The entire data set, both raw and processed, for the entire proteome must be provided before this can be published.  This must to be available on a publicly accessible database, such as the MDPI site.    These data must be freely available without any request to the corresponding authors.

Section 4.1 Give a full description of the Rs1 KO mice. How is it generated? Where is the gene alteration? How was this confirmed?  Give evidence of full KO of Rs1, with no protein made.

Has this XLRS mouse been described elsewhere in your laboratory publications?

Line 21.  “Compared with genotype, age showed a greater impact…“.   Please clarify the sentence, as it makes no sense at the moment.
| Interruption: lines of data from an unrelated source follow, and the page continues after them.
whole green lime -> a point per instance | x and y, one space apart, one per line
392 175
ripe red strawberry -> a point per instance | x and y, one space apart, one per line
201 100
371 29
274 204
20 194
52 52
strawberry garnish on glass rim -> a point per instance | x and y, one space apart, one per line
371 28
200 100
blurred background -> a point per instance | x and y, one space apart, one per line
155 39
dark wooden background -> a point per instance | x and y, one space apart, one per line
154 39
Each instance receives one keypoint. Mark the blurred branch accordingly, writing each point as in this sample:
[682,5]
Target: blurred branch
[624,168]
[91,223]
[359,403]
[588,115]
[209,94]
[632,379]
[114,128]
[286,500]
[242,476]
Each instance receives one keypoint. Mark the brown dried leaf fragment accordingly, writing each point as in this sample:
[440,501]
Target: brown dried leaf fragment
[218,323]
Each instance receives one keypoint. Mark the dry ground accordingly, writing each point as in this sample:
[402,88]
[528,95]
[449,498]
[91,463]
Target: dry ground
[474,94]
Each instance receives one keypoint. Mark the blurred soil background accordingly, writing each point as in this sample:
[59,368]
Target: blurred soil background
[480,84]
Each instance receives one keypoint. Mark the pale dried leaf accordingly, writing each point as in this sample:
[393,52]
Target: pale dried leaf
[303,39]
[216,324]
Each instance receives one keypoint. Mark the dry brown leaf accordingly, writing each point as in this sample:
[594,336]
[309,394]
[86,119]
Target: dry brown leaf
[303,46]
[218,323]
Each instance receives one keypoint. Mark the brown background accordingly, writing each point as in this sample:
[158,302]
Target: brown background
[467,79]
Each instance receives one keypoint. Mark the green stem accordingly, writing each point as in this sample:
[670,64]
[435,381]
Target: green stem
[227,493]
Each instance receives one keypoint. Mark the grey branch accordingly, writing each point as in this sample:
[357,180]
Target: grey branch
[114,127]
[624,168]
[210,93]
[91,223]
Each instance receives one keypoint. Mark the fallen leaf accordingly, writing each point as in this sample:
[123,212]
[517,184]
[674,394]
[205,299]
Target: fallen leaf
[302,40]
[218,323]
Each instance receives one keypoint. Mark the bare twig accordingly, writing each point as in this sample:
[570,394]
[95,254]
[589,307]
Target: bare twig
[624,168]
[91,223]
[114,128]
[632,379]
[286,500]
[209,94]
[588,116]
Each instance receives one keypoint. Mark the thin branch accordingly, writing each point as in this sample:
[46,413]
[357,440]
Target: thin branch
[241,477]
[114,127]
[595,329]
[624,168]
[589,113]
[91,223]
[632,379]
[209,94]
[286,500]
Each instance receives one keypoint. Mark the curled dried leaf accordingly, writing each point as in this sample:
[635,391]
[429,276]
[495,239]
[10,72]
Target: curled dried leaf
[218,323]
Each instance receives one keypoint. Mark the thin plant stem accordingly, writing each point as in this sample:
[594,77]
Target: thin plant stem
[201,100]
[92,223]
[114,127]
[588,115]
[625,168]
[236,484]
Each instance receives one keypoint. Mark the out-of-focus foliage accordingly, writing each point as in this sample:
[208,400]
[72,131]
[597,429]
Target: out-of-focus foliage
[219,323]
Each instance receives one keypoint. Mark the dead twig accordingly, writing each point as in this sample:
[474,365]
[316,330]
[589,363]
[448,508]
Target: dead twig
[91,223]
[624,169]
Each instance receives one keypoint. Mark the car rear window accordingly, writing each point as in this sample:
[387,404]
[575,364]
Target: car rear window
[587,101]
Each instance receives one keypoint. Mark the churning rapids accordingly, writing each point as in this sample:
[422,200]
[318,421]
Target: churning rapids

Section 2.7. Lines 262–277. The explanation of the figure is insufficient.  The placement on the figure appears to be relative to specific cell types. Is that correct?   Have you controlled for secondary effects of degeneration?  Please provide your ideas on which of these might be primary and which are simply secondary to general retinal degeneration.

Lines 291 end 296. The genes mentioned here include photoreceptor structural proteins,  and you already stated that there is structural pathology and loss of the photoreceptors.  So it is self evident that these proteins would be affected. Please clarify and provide some elaboration.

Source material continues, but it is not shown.